Aanstelling van vrijwilligers:
Bij het aanstellen van vrijwilligers zal BAN de onderstaande punten hanteren:
Verklaring Omtrent Gedrag (VOG)
Een Verklaring Omtrent Gedrag is een verklaring waarbij het Ministerie van Justitie controleert of de aanvrager strafbare feiten heeft gepleegd die een risico vormen voor de functie waarvoor de verklaring wordt aangevraagd. BAN vindt een VOG een goede mogelijkheid om meer zekerheid te verkrijgen over het verleden van een nieuwe trainer, leider of andere functionaris. De VOG moet door de persoon zelf worden aangevraagd, in samenwerking met het BAN-bestuur, via de website van het Ministerie van Justitie en is gratis (1) voor vrijwilligers die werken met jeugd. Bij voorkeur dient het complete traject van VOG-aanvraag (tot en met het inleveren van het document) voor aanvang van het vrijwilligerswerk plaats te vinden, doch uiterlijk binnen drie maanden.
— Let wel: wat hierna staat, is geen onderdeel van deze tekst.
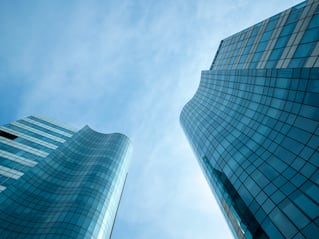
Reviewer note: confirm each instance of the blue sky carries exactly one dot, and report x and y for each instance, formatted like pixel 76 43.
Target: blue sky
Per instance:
pixel 126 66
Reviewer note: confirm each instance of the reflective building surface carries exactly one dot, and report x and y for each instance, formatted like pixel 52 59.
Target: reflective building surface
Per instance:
pixel 59 182
pixel 254 126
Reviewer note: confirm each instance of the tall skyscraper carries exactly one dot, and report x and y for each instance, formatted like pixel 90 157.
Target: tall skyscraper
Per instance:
pixel 254 126
pixel 59 182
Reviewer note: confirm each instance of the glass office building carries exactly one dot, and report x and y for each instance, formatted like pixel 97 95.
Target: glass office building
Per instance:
pixel 254 126
pixel 59 182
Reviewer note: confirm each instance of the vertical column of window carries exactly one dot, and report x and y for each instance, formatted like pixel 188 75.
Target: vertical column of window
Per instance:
pixel 254 30
pixel 282 17
pixel 215 63
pixel 244 38
pixel 236 42
pixel 282 40
pixel 256 42
pixel 300 15
pixel 264 41
pixel 228 44
pixel 277 44
pixel 307 45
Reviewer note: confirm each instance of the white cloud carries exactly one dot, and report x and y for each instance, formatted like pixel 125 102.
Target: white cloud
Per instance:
pixel 130 66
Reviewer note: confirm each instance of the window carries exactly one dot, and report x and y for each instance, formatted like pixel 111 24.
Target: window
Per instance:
pixel 7 135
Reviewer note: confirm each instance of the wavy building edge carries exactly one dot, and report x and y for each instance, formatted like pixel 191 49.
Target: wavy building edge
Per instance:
pixel 72 191
pixel 253 124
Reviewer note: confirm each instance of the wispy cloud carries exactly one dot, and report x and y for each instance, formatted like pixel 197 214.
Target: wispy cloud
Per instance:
pixel 127 66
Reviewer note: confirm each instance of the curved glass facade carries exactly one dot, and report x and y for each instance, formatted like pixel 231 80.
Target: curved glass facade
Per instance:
pixel 255 130
pixel 73 192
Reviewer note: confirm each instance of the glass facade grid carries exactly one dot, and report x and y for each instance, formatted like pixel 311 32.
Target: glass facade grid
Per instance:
pixel 254 126
pixel 74 192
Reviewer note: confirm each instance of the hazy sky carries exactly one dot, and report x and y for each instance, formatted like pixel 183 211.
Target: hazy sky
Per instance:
pixel 126 66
Daarnaast hanteert BAN een herhalingsfrequentie van 1x per vijf jaar voor alle vrijwilligers, waarbij het register wordt beheerd door de secretaris.
Bijlage 1:
Gedragsregels begeleiders in de sport’ zoals vastgesteld in de Blauwdruk Tuchtreglement Seksuele Intimidatie in de AV van NOC*NSF van 15 november 2011:
1. De begeleider moet zorgen voor een omgeving en een sfeer waarbinnen de sporter zich veilig kan voelen.
2. De begeleider onthoudt zich ervan de sporter te bejegenen op een wijze die de sporter in zijn waardigheid aantast, én verder in het privé-leven van de sporter door te dringen dan nodig is in het kader van de sportbeoefening.
3. De begeleider onthoudt zich van elke vorm van (machts)misbruik of Seksuele Intimidatie tegenover de sporter.
4. Seksuele handelingen en seksuele relaties tussen de begeleider en de jeugdige sporter tot zestien jaar zijn onder geen beding geoorloofd en worden beschouwd als seksueel misbruik.
5. De begeleider mag de sporter niet op een zodanige wijze aanraken dat de sporter en/of de begeleider deze aanraking naar redelijke verwachting als seksueel of erotisch van aard zal ervaren, zoals doorgaans het geval zal zijn bij het doelbewust (doen) aanraken van geslachtsdelen, billen en borsten.
6. De begeleider onthoudt zich van (verbale) seksueel getinte intimiteiten via welk communicatiemiddel dan ook.
7. De begeleider zal tijdens training(sstages), wedstrijden en reizen gereserveerd en met respect omgaan met de sporter en met de ruimte waarin de sporter zich bevindt, zoals de kleedkamer of de hotelkamer.
8. De begeleider heeft de plicht – voor zover in zijn vermogen ligt – de sporter te beschermen tegen schade en (machts)misbruik als gevolg van Seksuele Intimidatie. Daar waar bekend of geregeld is wie de belangen van de (jeugdige) sporter behartigt, is de begeleider verplicht met deze personen of instanties samen te werken, opdat zij hun werk goed kunnen uitoefenen.
9. De begeleider zal de sporter geen (im)materiële vergoedingen geven met de kennelijke bedoeling tegenprestaties te vragen. Ook de begeleider aanvaardt geen financiële beloning of geschenken van de sporter die in onevenredige verhouding tot de gebruikelijke dan wel afgesproken honorering staan.
10. De begeleider zal er actief op toezien dat deze regels worden nageleefd door iedereen die bij de sporter is betrokken. Indien de begeleider gedrag signaleert dat niet in overeenstemming is met deze gedragsregels zal hij de daartoe noodzakelijke actie(s) ondernemen.
11. In die gevallen waarin de gedragsregels niet (direct) voorzien, ligt het binnen de verantwoordelijkheid van de begeleider in de geest hiervan te handelen.